Comment by jasongrishkoff
15 hours ago
I've been working hard at this over at SubmitHub, developing a way to detect AI songs: https://www.submithub.com/ai-song-checker
These days roughly 20% of the songs coming through our platform for promotion are AI-generated. Roughly 75% of them are honest and declare their AI usage - but another 25% try to hide it. Some of them are actually writing scripts to "clean" their audio so that it can bypass detection.
Do not try to solve an unsolvable problem, you'll end up hurting real users quite a bit more than you might imagine. Imagine new enthusiastic users trying your platform getting hit with an AI label because of inevitable false positives.
'Detecting AI' is not a problem that has real solutions, the only avenue is something supply side like synthid. But that harms users too, by introducing further barriers for indie users.
I train music generation models. They are very trivial to detect. In fact, detecting them then training them to evade detection by the detection model is a big part of training them! But the detectors win instantly without some hardcore regularization. Simply turn that off and you've instantly got a perfect classifier.
This isn't like text classification, the signal many orders of magnitude higher bitrate and so many more corners need to be cut. It's likely going to be nearly impossible or at least not remotely worth it to generate an audio signal that is truly undetectable in the foreseeable future.
We are talking about entirely different things.
You are right, the output of a model that generates music directly is, for now, easy to categorize as AI.
What this big flux of AI generated music online isn't really that. It'a a tiny bit autogenerated stuff and a whole lot of automatically remixed stuff. The reason it can not be easily classified as AI is because quite a bit of human produced music is also that, and you'd just shut out real users.
> They are very trivial to detect.
Today. Trying to detect AI is like extracting water from puddles in a lake that is quickly drying up. What is the point in the short term if it's impractical in the long term? It will catch some low-hanging fruit in the best case, and will find false positives in the worst.
3 replies →
why would you admit so openly to being part of the problem?
1 reply →
This is an aside, but thank you for doing this work! As a musician who plays real instruments and submits real songs to Submithub, it's nice to know that hard work is going into validation and prevention of scammers passing off AI as their own talent. Keep fighting the good fight.
"AI detectors" are fun like horoscopes are fun, until they flag your music as AI generated, and distribution channels blacklist you and your label sues you. On the bright side, you can sue the creator of the AI detector in return.
I've had my digital art flagged a few times for various reasons (automatic copyright infringement and NSFW filters) -- so this is nothing new (in particular the artwork blocked the upload for some artist songs). The only thing is to have a reasonable appeal process. In all cases we got an automated approval after appeal, but it can put an untimely delay.

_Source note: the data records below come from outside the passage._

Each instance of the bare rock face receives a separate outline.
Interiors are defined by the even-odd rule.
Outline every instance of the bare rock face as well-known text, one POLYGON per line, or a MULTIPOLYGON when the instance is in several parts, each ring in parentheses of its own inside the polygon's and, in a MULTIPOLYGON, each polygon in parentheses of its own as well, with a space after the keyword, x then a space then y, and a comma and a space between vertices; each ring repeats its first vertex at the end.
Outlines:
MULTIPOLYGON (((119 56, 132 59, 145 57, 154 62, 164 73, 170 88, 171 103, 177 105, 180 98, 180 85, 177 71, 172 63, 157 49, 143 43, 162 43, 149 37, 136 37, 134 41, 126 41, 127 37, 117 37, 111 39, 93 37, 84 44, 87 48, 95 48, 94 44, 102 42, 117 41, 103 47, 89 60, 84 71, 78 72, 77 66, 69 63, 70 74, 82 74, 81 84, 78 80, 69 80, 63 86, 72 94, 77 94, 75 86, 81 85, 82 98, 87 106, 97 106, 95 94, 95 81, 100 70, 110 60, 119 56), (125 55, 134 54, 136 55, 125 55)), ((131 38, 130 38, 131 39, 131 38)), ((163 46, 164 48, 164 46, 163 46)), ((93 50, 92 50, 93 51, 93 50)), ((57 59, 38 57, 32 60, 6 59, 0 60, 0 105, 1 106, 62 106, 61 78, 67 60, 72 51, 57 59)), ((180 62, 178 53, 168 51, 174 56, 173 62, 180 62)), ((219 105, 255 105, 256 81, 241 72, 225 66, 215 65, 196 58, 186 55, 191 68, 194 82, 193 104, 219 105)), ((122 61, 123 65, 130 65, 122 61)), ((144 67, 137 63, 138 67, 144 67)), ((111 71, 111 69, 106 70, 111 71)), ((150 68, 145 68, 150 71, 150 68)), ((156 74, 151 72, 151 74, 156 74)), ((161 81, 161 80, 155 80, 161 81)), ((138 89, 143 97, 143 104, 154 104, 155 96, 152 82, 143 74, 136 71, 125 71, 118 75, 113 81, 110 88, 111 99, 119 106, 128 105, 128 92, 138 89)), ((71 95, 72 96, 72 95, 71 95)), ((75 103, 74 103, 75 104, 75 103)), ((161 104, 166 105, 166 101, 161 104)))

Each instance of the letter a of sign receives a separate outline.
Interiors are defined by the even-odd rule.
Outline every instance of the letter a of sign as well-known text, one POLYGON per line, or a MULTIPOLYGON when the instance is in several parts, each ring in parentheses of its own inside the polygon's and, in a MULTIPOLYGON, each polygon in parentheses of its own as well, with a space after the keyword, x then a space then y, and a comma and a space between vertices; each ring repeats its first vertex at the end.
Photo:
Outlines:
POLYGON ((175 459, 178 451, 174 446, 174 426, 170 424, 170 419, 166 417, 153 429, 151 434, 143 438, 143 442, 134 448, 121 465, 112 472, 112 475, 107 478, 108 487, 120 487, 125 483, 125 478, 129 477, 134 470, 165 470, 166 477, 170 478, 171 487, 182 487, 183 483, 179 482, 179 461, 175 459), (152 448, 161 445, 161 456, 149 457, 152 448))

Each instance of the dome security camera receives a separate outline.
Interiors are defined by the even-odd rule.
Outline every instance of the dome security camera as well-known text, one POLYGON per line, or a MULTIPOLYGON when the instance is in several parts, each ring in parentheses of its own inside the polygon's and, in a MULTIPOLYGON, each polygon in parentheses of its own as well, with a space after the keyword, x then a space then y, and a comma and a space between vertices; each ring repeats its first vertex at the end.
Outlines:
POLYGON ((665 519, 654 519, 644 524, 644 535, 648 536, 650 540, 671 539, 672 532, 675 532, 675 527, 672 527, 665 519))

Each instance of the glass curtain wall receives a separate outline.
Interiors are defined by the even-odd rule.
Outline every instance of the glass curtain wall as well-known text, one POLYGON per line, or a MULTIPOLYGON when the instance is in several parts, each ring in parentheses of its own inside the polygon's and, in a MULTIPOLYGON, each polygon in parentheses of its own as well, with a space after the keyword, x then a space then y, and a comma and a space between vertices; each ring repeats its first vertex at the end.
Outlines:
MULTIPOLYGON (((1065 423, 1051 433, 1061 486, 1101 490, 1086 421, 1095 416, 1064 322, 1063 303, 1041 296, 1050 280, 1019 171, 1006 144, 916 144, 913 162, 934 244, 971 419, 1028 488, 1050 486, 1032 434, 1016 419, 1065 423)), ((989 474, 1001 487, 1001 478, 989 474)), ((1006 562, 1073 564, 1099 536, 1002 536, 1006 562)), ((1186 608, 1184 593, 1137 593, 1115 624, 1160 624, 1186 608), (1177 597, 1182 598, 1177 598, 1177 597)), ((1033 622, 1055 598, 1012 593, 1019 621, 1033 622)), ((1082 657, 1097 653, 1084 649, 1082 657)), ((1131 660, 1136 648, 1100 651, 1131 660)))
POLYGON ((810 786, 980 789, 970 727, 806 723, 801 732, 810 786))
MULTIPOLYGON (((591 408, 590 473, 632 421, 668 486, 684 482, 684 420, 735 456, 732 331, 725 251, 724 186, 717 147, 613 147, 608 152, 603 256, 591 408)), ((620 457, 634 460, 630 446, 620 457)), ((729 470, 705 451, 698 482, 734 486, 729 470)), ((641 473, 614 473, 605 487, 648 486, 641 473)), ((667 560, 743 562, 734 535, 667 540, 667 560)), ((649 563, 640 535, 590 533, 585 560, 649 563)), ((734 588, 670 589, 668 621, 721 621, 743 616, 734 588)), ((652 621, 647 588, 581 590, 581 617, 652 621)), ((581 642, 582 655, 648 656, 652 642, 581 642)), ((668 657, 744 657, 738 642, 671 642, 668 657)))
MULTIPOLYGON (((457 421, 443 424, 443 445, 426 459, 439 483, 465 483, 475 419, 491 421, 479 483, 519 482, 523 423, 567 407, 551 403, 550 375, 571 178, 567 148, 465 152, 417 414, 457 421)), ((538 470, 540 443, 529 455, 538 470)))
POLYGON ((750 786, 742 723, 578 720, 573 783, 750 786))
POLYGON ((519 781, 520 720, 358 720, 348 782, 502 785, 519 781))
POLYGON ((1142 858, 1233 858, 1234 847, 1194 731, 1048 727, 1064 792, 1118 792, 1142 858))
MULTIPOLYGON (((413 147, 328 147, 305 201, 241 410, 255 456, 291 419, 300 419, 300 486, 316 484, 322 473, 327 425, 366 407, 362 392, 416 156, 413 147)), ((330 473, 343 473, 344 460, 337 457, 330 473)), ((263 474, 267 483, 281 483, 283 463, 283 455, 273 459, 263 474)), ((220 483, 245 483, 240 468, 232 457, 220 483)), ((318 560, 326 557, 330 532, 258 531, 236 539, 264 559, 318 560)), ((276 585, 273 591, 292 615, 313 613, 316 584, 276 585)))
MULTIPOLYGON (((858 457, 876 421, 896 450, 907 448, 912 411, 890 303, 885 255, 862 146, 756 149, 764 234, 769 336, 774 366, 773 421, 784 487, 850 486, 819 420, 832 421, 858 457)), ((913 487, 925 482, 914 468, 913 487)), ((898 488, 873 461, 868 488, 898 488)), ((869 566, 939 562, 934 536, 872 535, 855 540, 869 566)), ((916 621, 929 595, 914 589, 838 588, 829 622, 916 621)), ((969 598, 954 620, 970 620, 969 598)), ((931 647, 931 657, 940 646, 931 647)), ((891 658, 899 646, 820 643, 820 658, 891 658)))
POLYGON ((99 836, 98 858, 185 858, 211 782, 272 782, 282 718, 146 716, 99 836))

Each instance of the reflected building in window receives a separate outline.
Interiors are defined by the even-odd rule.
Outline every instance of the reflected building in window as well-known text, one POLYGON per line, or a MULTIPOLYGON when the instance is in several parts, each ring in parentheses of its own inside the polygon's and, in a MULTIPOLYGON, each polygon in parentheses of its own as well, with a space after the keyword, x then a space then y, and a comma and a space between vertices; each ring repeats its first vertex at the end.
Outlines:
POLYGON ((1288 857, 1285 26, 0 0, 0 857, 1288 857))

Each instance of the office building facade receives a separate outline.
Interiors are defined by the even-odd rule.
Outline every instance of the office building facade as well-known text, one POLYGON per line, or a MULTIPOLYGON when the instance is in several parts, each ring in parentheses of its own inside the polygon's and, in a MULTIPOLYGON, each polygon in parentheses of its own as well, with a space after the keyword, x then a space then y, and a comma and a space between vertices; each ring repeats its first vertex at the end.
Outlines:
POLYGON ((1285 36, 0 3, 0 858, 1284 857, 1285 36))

Honestly I hope that the AI filter would be much better in terms of false positive than the aforementioned one, if only because it should be easier via statistical methods.
The only reason you're saying that is because you haven't tried to build such a detector yourself. It's not like text where it's impossible to tell reliably if something's AI generated or not, from a technical perspective it's very trivial to detect anything coming straight out of a Suno/Udio prompt.
Nobody open sourced their detection algorithm as that would just trigger a cat-and-mouse game between Suno/Udio and a detection platform (and Suno/Udio have way more VC money than you do), but plenty are being sold as a service and work very reliably.
2 replies →
Has this happened to you? Or anyone you know? Or do you know of a lawsuit by a label against an artist for making AI music, and a lawsuit by the same artist against an AI detector for flagging a false positive. This story seems extremely unplausible.
Aside, your analogy doesn’t make sense. Horoscopes are generally not in the business of signal detection, and are usually enjoyed by the reader of the horoscope, like any other art. If you had used a sudoku solver your analogy would make a bit more sense.
do you have any idea on what percentage of musicians use AI to create the song and then also create the sheet music so they can play it themselves? That seems like a decent workflow, use AI to get the song right, and then record yourself playing it with you're own creative tweaks. That's kind of how I do AI assisted coding.
There are some composers who use a workflow like this - Suno is a scratchpad which can be used to quickly trial ideas, clarify concepts with collaborators, etc. don't think it's common, either among composers, or Suno users at large
I would guess it’s significantly below 1%
Sounds dystopian. If I was tasked with designing hell for musicians, I would be inspired.
I assume you're not a musician, because that sounds insane. If you're good enough to play at full speed from brand new sheet music, then you don't need the AI. Playing from sheet music isn't like typing.
Ignore the naysayers, keep trying, even if some percentage of false-positives is inevitable. We need such tools.
I'm curious how your platform might avoid false positives with intentionally repetitive music, in particular techno (either produced via a DAW or hardware).
Can you detect terrible music instead? In many ways that’s a more interesting problem and gets to the heart of why people dislike mediocre slop.
Our relationship to slop is a bit more complicated than that, no?
Whether it's terrible music or not is somewhat irrelevant. Plagiarized music doesn't sound worse than the original.
What seems to matter more is the story behind the work. Basically, if the author is a grifter trying to make a quick buck, then it's slop. You can make an argument that Taylor Swift qualifies as slop, but most people will disagree. The public will be the final arbiter. All I really want is a big red lever to cast my vote.